2. Get to the airport early. This one may sound like a no-brainer, but the problems that can arise when you cut it too close abound, from overbooked flights to long lines to missed connecting flights.

“Many airports are increasing security screenings these days, so you’ll want to budget more time than usual to get through the process,” Sarkis advises.

Those who must make a connecting flight should plan their itinerary allowing for plenty of time between flights. “It’s better to wait an hour or so extra rather than missing your flight,” George Hobica, founder and president of Airfarewatchdog says. “It’s stressful arriving at the airport minutes before the gate closes!”

3. Wash your hands. No one wants to arrive home for the holidays with a cold or a flu, but travel puts passengers in close contact with other sick passengers and bacteria-coated surfaces.

“At the airport, wash your hands or use hand sanitizer after touching handrails, security screening bins, touchscreen kiosks and other high-touch zones,” Sarkis suggests. “Once you’re on your flight, wipe down your tray table and arm rests with a bleach wipe, don’t use the seat-back pocket if you can help it, and wash your hands twice as well as usual after using the airplane bathrooms.”

Off the plane, wipe down door handles, TV remotes and light switches in hotel rooms – and avoid water fountains which tend to be “dirtier than public toilets,” Sarkis stresses.

4. Take the comforts of home with you. “Traveling is stressful, so bring tools to nurture yourself,” suggests Kathleen Hall, Founder and CEO of The Stress Institute and Mindful Living Network.

“Pack your favorite blanket, pillow and soundproof earphones,” she says. “Download movies, books, or material you enjoy on your tech device, like guided imagery or meditations from the app store.”

Hall also encourages travelers to bone up on stress management practices beforehand. “Surrender to your holiday travel as a classroom, not a prison,” she adds. To really unwind, check to see if your airport has a spa facility or, if you’re really lucky, napping accommodations.

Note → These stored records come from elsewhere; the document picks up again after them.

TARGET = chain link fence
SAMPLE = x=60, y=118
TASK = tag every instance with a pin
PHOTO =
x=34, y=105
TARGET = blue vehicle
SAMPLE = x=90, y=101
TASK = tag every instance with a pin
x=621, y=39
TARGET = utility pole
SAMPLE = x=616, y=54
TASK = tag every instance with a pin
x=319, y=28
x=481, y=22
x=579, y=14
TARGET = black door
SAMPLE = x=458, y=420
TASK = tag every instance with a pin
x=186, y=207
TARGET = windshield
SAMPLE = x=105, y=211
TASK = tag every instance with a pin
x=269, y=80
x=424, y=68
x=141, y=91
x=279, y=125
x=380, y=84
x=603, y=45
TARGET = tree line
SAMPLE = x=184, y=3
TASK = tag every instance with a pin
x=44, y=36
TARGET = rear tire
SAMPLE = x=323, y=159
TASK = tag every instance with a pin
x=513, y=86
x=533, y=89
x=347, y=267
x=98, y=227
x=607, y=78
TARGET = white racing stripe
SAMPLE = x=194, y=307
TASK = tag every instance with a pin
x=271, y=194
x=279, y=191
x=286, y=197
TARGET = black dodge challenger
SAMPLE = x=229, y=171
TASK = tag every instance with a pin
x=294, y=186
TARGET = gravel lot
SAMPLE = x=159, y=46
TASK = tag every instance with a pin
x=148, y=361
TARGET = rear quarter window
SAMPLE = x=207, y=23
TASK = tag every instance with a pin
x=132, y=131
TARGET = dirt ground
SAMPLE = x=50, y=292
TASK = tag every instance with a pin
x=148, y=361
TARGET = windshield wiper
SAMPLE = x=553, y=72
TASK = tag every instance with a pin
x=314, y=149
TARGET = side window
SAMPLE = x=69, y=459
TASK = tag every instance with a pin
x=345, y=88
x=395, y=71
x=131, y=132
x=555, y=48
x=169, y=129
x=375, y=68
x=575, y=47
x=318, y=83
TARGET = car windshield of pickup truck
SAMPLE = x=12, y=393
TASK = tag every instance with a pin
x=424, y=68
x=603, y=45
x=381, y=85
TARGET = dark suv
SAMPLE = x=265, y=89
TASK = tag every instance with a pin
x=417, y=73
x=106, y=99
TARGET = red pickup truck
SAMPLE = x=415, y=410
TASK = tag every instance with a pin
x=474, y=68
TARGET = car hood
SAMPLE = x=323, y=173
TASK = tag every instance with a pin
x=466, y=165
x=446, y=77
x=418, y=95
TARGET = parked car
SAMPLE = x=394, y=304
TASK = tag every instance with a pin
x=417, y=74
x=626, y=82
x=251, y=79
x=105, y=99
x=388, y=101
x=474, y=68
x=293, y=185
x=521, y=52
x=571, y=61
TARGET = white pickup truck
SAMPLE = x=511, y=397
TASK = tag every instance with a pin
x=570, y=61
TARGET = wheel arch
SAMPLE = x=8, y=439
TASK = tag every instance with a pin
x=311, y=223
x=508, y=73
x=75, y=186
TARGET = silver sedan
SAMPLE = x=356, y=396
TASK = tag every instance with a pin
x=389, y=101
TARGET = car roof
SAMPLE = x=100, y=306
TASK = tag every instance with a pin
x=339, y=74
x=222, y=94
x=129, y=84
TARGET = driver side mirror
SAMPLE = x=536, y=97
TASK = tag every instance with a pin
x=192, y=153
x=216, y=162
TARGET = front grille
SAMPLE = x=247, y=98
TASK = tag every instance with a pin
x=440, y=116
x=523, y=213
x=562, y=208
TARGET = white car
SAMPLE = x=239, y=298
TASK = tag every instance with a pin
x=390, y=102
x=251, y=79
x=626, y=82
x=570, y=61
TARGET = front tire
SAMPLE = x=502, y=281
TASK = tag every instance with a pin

5. Eat smartly. Overindulging goes hand-in-hand with the holidays. Large family meals and eating on-the-go can wreak havoc on anyone’s diet and make one feel even more stressed out.

“The healthiest option is always to bring your own travel snacks,” said chef Robert Irvine. “Prepare individual servings of dried fruit; be sure to follow the serving size on the label. For car travel, bring a cooler with fresh fruit that’s easy to pack, such as apples, bananas or grapes. Avoid salty snacks, which dehydrate you in the already dry cabin air. Also beware of high-sugar, high-fat treats that pack the equivalent of a meal, but leave you feeling unsatisfied.”

Drinking plenty of water is also key – not only can dehydration make one sluggish and irritable, but it weakens the immune system as well.

In addition to healthy snacking, Irvine notes that it’s important to stay on track with exercising. “When you are stuck at an airport, exercise,” adds Hall. “Walk up and down the concourses and get walking. This produces endorphins, calming hormones in the brain. You can do yoga stretches, tai chi or chi gong. These are incredible tools for reducing stress while traveling.”